新たな交通政策基本計画では、これらの危機を乗り越えるため、多様な主体による連携・協働のもと、あらゆる施策を総動員して取り組むこととしており、3つの基本的方針を掲げ、その実現に向けた政策を整理した。

具体的には、

  1. (1)誰もがより快適で容易に移動できる、生活に不可欠な交通の維持・確保(地域公共交通の持続可能性の確保、MaaSやさらなるバリアフリー化推進、小型電動モビリティなど多様なモビリティの普及等)
  2. (2)わが国の経済成長を支える、高機能で生産性の高い交通ネットワーク・システムへの強化(自動運転車の早期実用化、自動運航船・ドローン・空飛ぶクルマ等の実証、基幹的な高速交通網の形成等)
  3. (3)災害や疫病、事故など異常時にこそ、安全・安心が徹底的に確保された、持続可能でグリーンな交通の実現(防災・減災対策の徹底、働き方改革の推進、脱炭素化の加速等)

――である。今後、具体的な施策を進めていきたい。

■ 総合物流施策大綱(21~25年度)

物流を取り巻く環境は、担い手の不足、災害の激甚化・頻発化等の変化に加え、新型コロナの感染拡大によるEC市場の急成長や非接触・非対面による新しい生活様式の定着等、新たな変化に直面している。

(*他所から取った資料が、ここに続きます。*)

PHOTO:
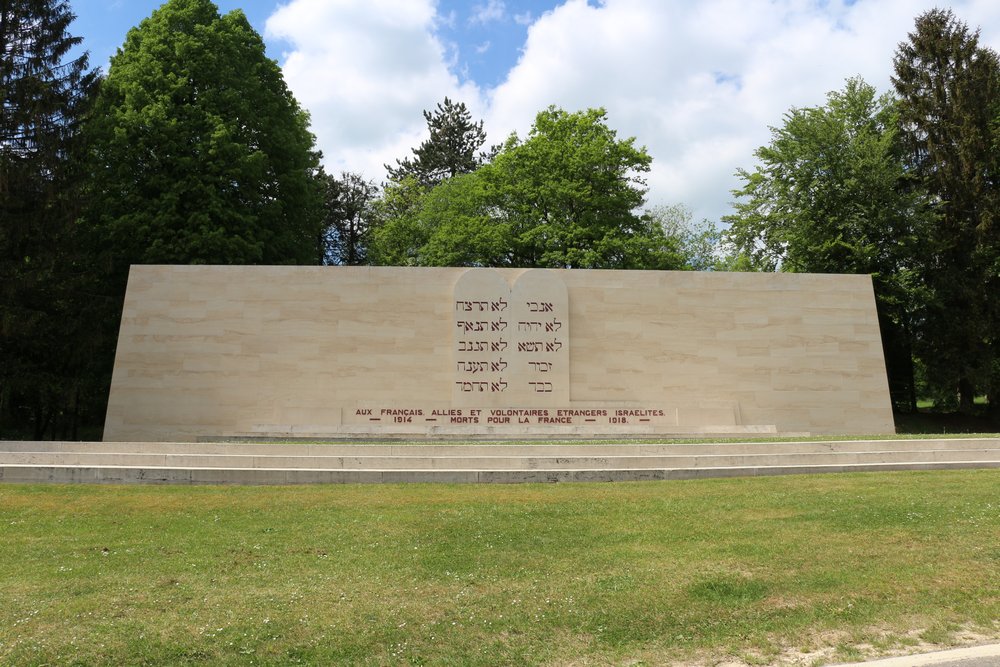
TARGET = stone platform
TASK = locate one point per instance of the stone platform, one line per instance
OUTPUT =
(314, 463)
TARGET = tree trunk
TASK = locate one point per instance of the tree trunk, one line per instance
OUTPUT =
(966, 396)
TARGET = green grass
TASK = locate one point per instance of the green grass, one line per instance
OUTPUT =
(649, 573)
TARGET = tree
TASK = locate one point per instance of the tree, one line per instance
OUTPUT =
(949, 88)
(569, 193)
(452, 149)
(564, 197)
(347, 225)
(199, 152)
(45, 93)
(698, 243)
(830, 195)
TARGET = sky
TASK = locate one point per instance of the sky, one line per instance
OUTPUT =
(698, 84)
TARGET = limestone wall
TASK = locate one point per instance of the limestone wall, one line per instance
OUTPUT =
(213, 351)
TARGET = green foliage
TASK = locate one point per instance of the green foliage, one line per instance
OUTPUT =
(45, 349)
(199, 152)
(949, 87)
(347, 221)
(452, 149)
(697, 243)
(565, 197)
(826, 196)
(832, 195)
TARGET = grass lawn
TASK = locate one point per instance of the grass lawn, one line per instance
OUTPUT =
(824, 567)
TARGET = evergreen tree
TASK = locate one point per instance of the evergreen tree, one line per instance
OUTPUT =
(349, 203)
(452, 149)
(43, 347)
(831, 195)
(199, 152)
(949, 88)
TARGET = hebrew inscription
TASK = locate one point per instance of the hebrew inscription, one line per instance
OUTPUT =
(511, 345)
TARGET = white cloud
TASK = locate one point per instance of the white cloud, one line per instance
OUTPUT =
(365, 70)
(493, 10)
(697, 83)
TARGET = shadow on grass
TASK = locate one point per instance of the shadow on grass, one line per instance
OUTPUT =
(944, 422)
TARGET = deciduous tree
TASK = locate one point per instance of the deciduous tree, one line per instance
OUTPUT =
(831, 195)
(199, 152)
(348, 218)
(566, 196)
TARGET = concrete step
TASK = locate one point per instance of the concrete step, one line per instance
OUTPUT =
(269, 463)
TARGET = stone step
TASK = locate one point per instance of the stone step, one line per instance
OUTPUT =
(567, 448)
(270, 463)
(278, 476)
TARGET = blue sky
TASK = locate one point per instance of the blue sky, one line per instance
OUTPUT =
(697, 83)
(484, 38)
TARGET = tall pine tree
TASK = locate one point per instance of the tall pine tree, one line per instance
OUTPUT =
(45, 94)
(200, 153)
(948, 87)
(453, 147)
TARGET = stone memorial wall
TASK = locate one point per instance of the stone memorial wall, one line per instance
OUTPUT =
(371, 351)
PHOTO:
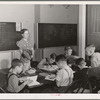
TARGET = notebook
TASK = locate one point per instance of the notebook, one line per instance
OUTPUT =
(34, 79)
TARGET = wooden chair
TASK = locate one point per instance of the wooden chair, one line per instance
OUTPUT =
(79, 86)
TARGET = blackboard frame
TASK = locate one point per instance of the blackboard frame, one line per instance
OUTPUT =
(9, 36)
(56, 27)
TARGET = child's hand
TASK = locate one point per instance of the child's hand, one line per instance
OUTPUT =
(22, 79)
(28, 82)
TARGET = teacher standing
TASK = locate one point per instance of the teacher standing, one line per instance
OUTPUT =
(25, 44)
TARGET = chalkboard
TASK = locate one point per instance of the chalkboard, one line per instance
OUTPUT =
(54, 34)
(8, 36)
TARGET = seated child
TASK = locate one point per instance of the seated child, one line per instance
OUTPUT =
(82, 73)
(70, 58)
(95, 56)
(64, 75)
(47, 61)
(13, 79)
(25, 58)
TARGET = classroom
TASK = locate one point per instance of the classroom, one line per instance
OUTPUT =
(49, 48)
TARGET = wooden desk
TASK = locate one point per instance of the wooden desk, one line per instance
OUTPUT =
(43, 84)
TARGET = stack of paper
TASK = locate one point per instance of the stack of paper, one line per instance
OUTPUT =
(34, 79)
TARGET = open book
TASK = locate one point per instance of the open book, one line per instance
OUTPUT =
(34, 79)
(51, 77)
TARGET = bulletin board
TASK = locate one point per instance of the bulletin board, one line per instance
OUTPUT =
(56, 34)
(8, 36)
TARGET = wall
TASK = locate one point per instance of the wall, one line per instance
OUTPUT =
(93, 25)
(16, 13)
(58, 14)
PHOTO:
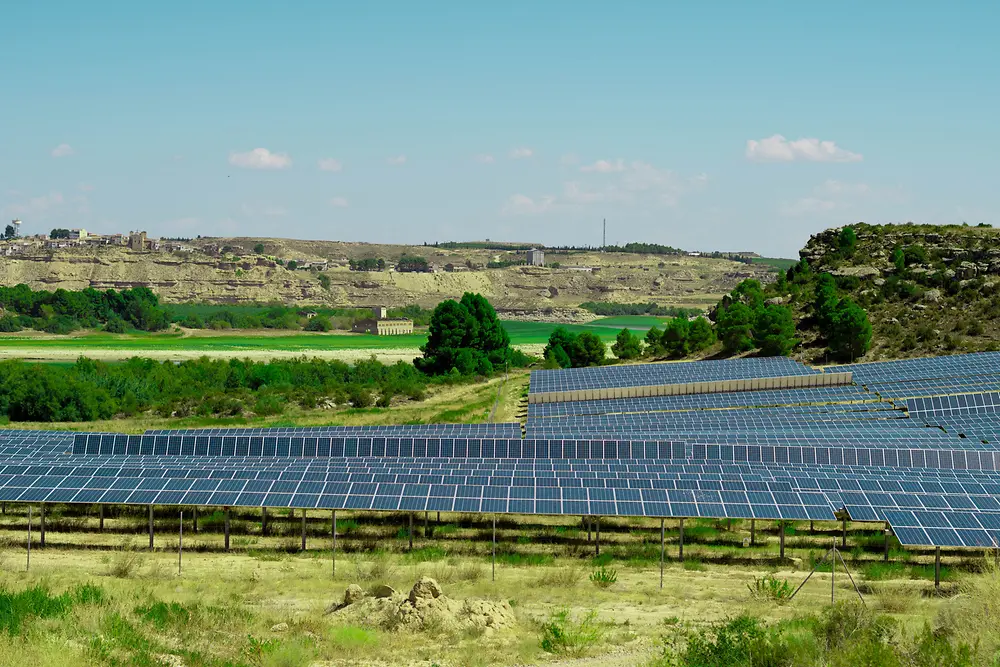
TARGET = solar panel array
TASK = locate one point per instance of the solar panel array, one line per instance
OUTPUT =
(604, 377)
(927, 465)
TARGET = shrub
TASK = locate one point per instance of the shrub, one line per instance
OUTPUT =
(563, 635)
(770, 588)
(604, 577)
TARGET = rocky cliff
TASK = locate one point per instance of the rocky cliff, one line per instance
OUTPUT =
(228, 271)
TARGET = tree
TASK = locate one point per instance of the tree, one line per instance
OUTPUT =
(701, 335)
(488, 336)
(735, 328)
(850, 335)
(588, 350)
(774, 331)
(627, 345)
(675, 337)
(562, 339)
(465, 337)
(847, 241)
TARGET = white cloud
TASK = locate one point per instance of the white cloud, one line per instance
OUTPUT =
(605, 166)
(778, 149)
(260, 158)
(831, 187)
(523, 205)
(641, 184)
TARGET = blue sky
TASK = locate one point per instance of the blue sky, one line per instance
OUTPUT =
(708, 125)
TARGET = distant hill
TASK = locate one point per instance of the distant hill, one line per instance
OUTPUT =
(257, 270)
(927, 289)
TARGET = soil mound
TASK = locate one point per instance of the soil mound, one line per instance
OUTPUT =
(424, 608)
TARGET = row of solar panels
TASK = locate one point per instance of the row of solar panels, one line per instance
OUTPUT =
(665, 373)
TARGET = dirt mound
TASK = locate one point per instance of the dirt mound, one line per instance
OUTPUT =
(424, 608)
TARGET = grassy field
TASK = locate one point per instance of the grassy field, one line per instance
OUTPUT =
(94, 597)
(267, 343)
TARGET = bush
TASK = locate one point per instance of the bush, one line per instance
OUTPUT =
(604, 577)
(563, 635)
(770, 588)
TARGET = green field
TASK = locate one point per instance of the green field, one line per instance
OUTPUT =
(521, 333)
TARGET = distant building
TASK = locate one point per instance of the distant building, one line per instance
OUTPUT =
(380, 326)
(383, 327)
(137, 241)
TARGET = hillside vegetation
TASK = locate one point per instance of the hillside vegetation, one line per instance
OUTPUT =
(927, 290)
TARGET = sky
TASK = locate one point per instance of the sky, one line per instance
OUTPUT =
(702, 125)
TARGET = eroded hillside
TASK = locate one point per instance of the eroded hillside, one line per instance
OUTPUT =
(927, 289)
(229, 271)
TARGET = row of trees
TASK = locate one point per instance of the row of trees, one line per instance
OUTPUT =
(63, 311)
(566, 349)
(92, 390)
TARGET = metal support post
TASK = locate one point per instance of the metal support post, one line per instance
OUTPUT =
(663, 540)
(885, 543)
(597, 536)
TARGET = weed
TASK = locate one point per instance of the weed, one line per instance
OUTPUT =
(162, 614)
(604, 577)
(694, 565)
(35, 602)
(563, 635)
(770, 588)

6月に閣議決定した総合物流施策大綱(21~25年度)では、こうした現状は、物流のデジタル化や構造改革を進める好機になり得るとして、3つの目指すべき方向性を掲げ、その実現に向けた施策を整理した。

具体的には、

  1. (1)物流DX(デジタル・トランスフォーメーション)や物流標準化の推進によるサプライチェーン全体の徹底した最適化(物流施設における自動化・機械化、パレット等の標準化の推進、物流・商流データ基盤の構築等)
  2. (2)労働力不足対策と構造改革の推進(働き方改革の推進、貨客混載等による労働生産性の改善、物流の現状に関する広報活動の強化等)
  3. (3)強靱で持続可能な物流ネットワークの構築(自動運転・隊列走行を見据えた道路整備、各輸送モード等の低炭素化・脱炭素化の促進等)

――である。今後、大綱に基づき施策を推進していく。大綱を受けて、物流を構成する各種要素の標準化の実現に向けて官民による会議体を先月早速設置・開催した。

物流におけるさまざまな課題の解決には、荷主企業を含め、幅広い関係者の協力が不可欠であり、今後も物流施策へのご理解・ご協力をお願いしたい。